Asked how long she’s been facilitating, Ann-Marie guessed that she began in 2009. Some years having been more active than others, she said, noting that her first contact with PIA had actually come about six years earlier. “I’d been going to PIA facilitated meetings since around 2003,” she explained, adding, “I’m a person who just GOES – when I hear about something at the school for parents, I automatically attend!”

The grade meetings were an eye-opener, she said, and “brought out things I had no idea about.” Although information could at times be unsettling, she valued the chance to hear and talk to parents in her children’s grades. Gradually, Ann-Marie said, she found herself admiring more and more the work of the facilitators, who although “mostly in the shadows,” were “EXCELLENT at keeping us on track – they made sure everyone got heard.” Even at a rather tense meeting, she recalled, the facilitators “helped keep the meeting from going off the rails” with their skillful handling of the dynamics.

Asked what drew her to the idea of becoming a facilitator herself, Ann-Marie said that someone from PIA initially contacted her. “They said my name was given to PIA by a facilitator who ‘thought I’d be excellent,’” she said. Encouraged to sign up for training, she waited until the timing was right, and then took the challenge.

Recalling her first time out in the field as a facilitator, she confessed she “was terrified!” It was a Kindergarten meeting, and she was “very glad” to have been paired with “a real pro, who was just fantastic and calming.” As time went on, she discovered that “there is no right or wrong answer,” and “the more you do it the easier it gets.” It’s almost like going onstage – the meeting begins and “you’re on.” It’s like you flip a switch, she said, and instead of pushing an agenda, you just turn on “active listening,” so it’s “not all about you any more” – for the participants or the facilitators. In fact, she added, “active listening” has proved to be a great skill to have in family relationships too. “Learning the art of active listening has been a blessing in my family life,” she said.

Asked what facilitating means to her, personally, Ann-Marie was quick to answer: “In the simplest terms, it is wonderful to give back to an organization that has given so much to me – and getting on ‘the other side’ lets me help other parents have the same experience as I did.” She was also quick to point out that it’s a two-way benefit – “I love hearing different perspectives from all the parents [at the meetings] and hearing new ways of looking at things.” So many of the parents who come are “fascinating, dynamic people, and I love the opportunity to listen to them,” she added.

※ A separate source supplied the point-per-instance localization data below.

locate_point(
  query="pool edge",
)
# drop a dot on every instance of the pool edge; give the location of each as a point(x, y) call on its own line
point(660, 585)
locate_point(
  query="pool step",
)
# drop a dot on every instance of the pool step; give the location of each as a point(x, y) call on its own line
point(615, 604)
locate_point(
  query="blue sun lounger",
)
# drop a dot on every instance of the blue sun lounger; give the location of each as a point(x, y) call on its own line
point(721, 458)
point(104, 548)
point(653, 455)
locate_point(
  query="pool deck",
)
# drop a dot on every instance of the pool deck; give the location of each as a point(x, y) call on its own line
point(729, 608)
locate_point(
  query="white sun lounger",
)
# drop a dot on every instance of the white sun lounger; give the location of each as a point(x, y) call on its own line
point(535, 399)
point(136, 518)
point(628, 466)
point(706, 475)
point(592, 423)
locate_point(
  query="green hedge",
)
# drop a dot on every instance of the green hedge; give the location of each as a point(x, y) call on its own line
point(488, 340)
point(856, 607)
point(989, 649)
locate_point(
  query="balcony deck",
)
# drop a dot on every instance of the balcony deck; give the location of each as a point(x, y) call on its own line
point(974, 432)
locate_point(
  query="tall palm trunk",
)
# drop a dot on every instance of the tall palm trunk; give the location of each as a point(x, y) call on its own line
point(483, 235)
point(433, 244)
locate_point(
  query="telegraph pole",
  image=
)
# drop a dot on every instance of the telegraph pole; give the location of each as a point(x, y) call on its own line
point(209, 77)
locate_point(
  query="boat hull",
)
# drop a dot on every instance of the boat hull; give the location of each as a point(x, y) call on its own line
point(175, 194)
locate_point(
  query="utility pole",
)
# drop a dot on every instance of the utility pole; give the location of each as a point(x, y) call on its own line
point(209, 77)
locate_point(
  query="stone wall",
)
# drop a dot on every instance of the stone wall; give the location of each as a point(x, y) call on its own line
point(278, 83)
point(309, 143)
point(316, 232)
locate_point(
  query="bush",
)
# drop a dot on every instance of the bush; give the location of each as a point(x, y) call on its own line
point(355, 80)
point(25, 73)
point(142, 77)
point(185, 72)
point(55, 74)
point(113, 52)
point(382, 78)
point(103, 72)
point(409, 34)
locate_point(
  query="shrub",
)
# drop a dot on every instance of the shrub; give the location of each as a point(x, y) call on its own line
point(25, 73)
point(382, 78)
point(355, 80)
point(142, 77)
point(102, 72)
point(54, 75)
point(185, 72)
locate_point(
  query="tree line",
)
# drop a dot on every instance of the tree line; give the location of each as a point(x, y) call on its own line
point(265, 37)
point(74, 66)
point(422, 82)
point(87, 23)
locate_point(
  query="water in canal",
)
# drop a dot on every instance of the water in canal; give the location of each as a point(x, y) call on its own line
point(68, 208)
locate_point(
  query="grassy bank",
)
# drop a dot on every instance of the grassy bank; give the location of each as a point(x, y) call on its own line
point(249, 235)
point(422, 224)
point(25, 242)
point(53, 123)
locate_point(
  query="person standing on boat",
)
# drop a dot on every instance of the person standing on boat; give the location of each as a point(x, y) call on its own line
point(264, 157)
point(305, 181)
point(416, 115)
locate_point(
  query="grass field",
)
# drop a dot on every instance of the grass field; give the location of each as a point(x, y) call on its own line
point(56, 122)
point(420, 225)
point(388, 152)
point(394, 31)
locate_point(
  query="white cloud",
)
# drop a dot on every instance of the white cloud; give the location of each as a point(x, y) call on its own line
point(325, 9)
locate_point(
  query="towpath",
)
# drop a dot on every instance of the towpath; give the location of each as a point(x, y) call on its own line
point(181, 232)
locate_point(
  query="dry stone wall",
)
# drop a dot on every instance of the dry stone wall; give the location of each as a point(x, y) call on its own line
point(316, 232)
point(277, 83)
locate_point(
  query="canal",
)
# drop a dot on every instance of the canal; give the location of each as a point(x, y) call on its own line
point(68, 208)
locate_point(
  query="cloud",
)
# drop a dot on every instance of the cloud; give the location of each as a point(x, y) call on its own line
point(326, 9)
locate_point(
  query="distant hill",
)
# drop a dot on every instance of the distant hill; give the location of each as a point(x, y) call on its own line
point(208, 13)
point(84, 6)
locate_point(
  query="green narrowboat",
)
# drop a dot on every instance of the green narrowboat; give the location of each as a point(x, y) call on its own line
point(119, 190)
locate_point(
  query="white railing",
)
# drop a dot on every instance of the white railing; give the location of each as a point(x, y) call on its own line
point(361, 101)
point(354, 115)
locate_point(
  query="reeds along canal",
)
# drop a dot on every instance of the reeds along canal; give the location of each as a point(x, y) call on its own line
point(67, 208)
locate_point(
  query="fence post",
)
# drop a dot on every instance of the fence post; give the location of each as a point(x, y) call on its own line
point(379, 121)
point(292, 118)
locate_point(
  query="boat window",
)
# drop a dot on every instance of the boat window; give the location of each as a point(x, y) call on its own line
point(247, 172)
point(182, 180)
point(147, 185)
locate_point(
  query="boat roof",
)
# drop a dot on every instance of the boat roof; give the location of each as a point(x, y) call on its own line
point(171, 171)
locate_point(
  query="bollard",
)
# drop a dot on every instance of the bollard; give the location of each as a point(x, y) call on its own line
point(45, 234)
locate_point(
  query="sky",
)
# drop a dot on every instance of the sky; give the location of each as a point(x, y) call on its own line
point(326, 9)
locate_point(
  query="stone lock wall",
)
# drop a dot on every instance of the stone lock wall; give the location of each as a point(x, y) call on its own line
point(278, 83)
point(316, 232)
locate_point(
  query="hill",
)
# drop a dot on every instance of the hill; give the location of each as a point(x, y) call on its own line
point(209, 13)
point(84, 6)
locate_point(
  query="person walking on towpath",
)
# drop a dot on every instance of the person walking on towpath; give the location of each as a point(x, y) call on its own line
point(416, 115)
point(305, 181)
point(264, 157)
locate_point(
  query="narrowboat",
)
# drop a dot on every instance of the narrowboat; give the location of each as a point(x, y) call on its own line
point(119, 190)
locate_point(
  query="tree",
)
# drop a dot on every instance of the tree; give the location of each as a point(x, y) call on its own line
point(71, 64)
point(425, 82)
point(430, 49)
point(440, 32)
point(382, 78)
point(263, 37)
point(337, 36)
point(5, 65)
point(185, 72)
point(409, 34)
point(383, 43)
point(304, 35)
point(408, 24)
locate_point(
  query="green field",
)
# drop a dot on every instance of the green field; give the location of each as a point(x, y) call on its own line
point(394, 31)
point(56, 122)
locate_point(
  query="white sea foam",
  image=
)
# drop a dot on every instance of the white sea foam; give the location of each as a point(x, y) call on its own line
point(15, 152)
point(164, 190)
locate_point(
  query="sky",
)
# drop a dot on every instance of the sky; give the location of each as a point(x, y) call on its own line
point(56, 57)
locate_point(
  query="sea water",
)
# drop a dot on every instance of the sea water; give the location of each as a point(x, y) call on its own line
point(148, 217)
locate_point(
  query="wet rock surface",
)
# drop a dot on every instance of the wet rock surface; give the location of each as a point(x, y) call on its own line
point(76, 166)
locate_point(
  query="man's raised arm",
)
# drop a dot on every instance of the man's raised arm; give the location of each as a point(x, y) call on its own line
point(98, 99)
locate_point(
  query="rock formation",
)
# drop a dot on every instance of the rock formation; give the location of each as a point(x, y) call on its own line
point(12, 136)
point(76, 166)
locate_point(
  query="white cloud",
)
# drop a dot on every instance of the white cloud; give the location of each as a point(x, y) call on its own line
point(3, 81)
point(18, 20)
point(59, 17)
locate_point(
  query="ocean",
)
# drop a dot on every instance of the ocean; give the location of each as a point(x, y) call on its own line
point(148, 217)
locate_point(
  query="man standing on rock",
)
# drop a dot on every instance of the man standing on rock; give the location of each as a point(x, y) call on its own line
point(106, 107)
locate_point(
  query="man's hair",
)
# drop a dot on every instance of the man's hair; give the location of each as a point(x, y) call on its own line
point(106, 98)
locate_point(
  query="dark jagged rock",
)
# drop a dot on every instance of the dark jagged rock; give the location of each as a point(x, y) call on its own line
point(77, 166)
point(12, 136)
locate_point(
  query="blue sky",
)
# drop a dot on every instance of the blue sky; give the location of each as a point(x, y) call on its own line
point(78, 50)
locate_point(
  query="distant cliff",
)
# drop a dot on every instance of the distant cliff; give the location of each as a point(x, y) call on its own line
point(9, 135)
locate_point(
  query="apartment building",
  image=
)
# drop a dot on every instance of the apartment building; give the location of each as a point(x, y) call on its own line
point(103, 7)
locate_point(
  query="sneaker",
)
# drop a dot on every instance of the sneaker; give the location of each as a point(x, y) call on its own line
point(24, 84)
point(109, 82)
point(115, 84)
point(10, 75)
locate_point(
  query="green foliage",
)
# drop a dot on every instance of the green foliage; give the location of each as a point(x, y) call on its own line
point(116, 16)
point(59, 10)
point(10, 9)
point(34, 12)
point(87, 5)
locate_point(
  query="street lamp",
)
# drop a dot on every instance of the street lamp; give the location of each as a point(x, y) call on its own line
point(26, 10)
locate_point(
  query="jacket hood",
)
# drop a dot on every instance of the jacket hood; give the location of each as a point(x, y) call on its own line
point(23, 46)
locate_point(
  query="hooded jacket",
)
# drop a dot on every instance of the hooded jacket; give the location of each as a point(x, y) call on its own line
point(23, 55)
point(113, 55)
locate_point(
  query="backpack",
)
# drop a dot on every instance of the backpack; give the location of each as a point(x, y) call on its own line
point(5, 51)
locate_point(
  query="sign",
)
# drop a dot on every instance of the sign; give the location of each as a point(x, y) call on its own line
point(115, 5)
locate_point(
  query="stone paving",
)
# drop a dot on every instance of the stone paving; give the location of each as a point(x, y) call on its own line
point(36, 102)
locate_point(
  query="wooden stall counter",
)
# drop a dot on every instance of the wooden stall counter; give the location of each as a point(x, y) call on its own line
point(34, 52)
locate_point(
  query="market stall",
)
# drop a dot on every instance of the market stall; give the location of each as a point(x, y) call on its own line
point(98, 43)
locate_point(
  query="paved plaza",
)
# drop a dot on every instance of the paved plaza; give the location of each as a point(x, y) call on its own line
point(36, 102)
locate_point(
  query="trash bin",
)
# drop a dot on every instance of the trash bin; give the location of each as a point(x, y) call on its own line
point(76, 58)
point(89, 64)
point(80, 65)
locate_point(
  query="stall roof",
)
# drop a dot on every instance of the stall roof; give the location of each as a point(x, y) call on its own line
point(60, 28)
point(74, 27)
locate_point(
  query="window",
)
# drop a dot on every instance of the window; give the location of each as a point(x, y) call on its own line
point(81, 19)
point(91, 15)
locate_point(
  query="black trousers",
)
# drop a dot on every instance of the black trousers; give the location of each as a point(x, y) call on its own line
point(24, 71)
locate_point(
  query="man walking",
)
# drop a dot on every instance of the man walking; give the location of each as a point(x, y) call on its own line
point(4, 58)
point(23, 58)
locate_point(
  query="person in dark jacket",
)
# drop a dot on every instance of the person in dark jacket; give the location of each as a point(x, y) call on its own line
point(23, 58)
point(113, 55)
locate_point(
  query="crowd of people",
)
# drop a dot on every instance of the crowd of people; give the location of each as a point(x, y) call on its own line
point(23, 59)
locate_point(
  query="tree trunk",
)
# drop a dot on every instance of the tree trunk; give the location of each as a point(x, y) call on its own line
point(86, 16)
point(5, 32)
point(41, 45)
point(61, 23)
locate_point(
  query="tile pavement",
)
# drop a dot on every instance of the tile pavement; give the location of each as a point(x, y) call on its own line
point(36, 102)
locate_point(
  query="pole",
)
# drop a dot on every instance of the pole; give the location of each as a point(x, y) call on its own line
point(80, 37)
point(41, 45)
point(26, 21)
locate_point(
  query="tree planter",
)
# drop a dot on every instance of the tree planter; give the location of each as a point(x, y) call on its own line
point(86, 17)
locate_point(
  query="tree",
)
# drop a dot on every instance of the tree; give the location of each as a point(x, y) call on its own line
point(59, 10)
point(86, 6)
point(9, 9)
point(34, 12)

Those are the rewards; what are the challenges?

Ann-Marie admitted to being watchful not to “get too self-critical.” It’s that “Monday morning quarterbacking – now I’m giving away that I’m from Texas! – that I must try to avoid.” Facilitators do recap their meetings, she said, and it can be tempting, in that context, to be overly self-critical.
Asked what she’d say to someone considering becoming a facilitator, Ann-Marie didn’t hesitate: “DO IT!” she said. While acknowledging it’s not easy finding time to fit meetings into a busy life, she still feels the effort is worthwhile, with much to be gained.

“It’s fulfilling in so many ways, listening to other families,” she said. She has found that “I don’t HAVE all the answers, I don’t NEED to have all the answers.” Instead, she says, “I can shut down that part of the brain, and just listen.” Doing facilitated meetings, she said, “exercises that muscle.” And as it becomes easier, she added, the experience can help facilitators reap great rewards in their own lives.